Au cours de nos longues errances dans le samsara[2], le moment présent a été la seule constante. Dans notre expérience directe, le passé n’est qu’un souvenir qui surgit et disparaît dans le moment présent et le futur, une pensée qui surgit à l’instant présent. Notre tâche en tant que méditants n’est donc pas tant de nous défaire de nos attachements au passé et au futur que de nos attachements à la mémoire et à l’imagination.
La pensée et la mémoire font partie de la nature et jouent un rôle indispensable dans la vie et l’apprentissage. Mais il est facile de s’y engluer. La pratique du Dhamma[3] met l’accent sur la connaissance de la mémoire en tant que mémoire, de la pensée en tant que pensée, comme elles se produisent. Nous apprenons à voir l’espace qui les entoure, dans lequel elles surgissent et disparaissent. En agissant ainsi, nous pouvons devenir le maître de la mémoire et de la pensée, plutôt que leur jouet.
Le 5 septembre 2022
Réagir avec sagesse
Lorsque nous voyons ou entendons parler de personnes qui se comportent mal, qu’il s’agisse de personnes que nous connaissons ou de personnes dont on parle dans les médias, nos réactions les plus courantes sont la dépression et la colère. Bien que la dépression et la colère empoisonnent notre esprit, nous les laissons faire encore et encore. Pourquoi nous infligeons-nous cela ? Il existe un moyen plus sage.
Lorsque nous voyons ou entendons parler de personnes qui agissent mal, nous pouvons réfléchir aux états d’esprit qui les ont poussées à agir. Nous pouvons nous dire, par exemple, que : « C’est le résultat de l’avidité. L’avidité est une chose vraiment terrible. Elle cause tant de souffrance. Comme ce serait merveilleux s’il y avait moins d’avidité dans le monde ! Moi aussi, j’ai de l’avidité dans mon cœur. Chaque fois que je nourris cette avidité, je contribue à la souffrance dans le monde. Je vais abandonner, je dois abandonner cette avidité dans mon cœur ; pour mon propre bien-être, et pour jouer mon petit rôle dans la réduction de la souffrance dans le monde ». (Cela vaut pour l’avidité mais aussi pour toute autre souillure.)
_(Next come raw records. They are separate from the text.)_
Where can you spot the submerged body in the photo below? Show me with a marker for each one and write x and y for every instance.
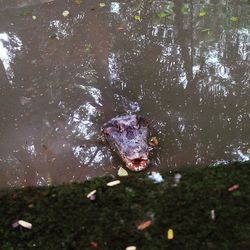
(128, 134)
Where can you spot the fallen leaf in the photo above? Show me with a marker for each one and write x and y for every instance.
(137, 18)
(65, 13)
(131, 248)
(113, 183)
(233, 188)
(22, 223)
(212, 214)
(170, 234)
(78, 1)
(202, 13)
(153, 141)
(91, 194)
(93, 244)
(25, 13)
(162, 14)
(144, 225)
(234, 18)
(102, 5)
(122, 172)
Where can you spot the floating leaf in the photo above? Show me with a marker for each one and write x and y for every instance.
(79, 1)
(170, 234)
(25, 13)
(162, 14)
(137, 18)
(113, 183)
(122, 172)
(53, 36)
(153, 141)
(131, 248)
(93, 244)
(233, 188)
(144, 225)
(185, 10)
(102, 5)
(212, 214)
(22, 223)
(65, 13)
(202, 13)
(91, 194)
(206, 30)
(234, 19)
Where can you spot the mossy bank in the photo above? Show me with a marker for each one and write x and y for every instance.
(202, 211)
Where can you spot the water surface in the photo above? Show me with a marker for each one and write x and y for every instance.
(183, 65)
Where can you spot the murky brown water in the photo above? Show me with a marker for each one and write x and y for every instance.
(182, 65)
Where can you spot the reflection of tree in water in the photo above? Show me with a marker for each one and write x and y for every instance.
(194, 71)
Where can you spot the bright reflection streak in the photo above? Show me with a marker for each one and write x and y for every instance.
(89, 156)
(115, 7)
(9, 45)
(82, 122)
(62, 29)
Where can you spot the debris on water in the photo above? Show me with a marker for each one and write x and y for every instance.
(138, 18)
(122, 172)
(202, 13)
(92, 193)
(113, 183)
(144, 225)
(212, 214)
(156, 177)
(65, 13)
(177, 178)
(131, 248)
(153, 141)
(79, 1)
(102, 5)
(93, 244)
(24, 100)
(234, 19)
(25, 13)
(233, 188)
(170, 234)
(22, 223)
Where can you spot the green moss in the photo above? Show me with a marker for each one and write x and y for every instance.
(63, 218)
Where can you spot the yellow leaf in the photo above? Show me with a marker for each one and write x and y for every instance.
(65, 13)
(91, 193)
(131, 248)
(153, 141)
(202, 13)
(113, 183)
(170, 234)
(137, 18)
(144, 225)
(25, 224)
(122, 172)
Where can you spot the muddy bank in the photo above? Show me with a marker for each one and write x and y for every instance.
(207, 209)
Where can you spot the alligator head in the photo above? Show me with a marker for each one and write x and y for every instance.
(128, 134)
En réfléchissant de cette manière, chaque élément d’information vient heurter notre complaisance et augmente notre sentiment d’urgence. Nous reconnaissons l’avidité et l’égoïsme, les haines et les jalousies, l’attachement aux points de vue et aux croyances, qui causent tant de tourments dans le monde. Mais plutôt que de nous sentir oppressés par eux, nous en faisons le carburant de notre pratique.
Le 5 octobre 2022
[1] Souillures mentales : il s’agit des émotions perturbatrices ou pollutions mentales (klesha en sanskrit) qui nous tourmentent sur le plan émotionnel. Elles sont générées par les trois poisons de base que sont le désir-attachement, la haine-aversion et l’ignorance. La jalousie, l’orgueil et l’avidité viennent à leur suite.
[2] Samsara : cycle des existences conditionnées par la causalité des actions accomplies par le corps, la parole et l’esprit. [3] Dhamma (pali) ou Dharma (sanskrit) : désigne l’enseignement du Bouddha.
Cet article est paru dans Sagesses Bouddhistes n°24 (Hiver 2022/23).
Les enseignements des feuilles jaunes sont de courts textes manuscrits, traduits par un groupe de volontaires et diffusés sur les réseaux sociaux : www.ajahnjayasaro.fr
Ajahn Jayasaro est ordonné bhikkhu en 1980, avec le vénérable Ajahn Chah comme précepteur. Il vit actuellement dans un ermitage au pied des montagnes de Khao Yai, non loin de Bangkok, en Thaïlande. Il est également une figure clé du mouvement visant à intégrer les principes bouddhistes de développement dans le système éducatif thaïlandais. Nombre de ses conférences sur le Dhamma sont diffusées à la radio, à la télévision et sur les médias numériques.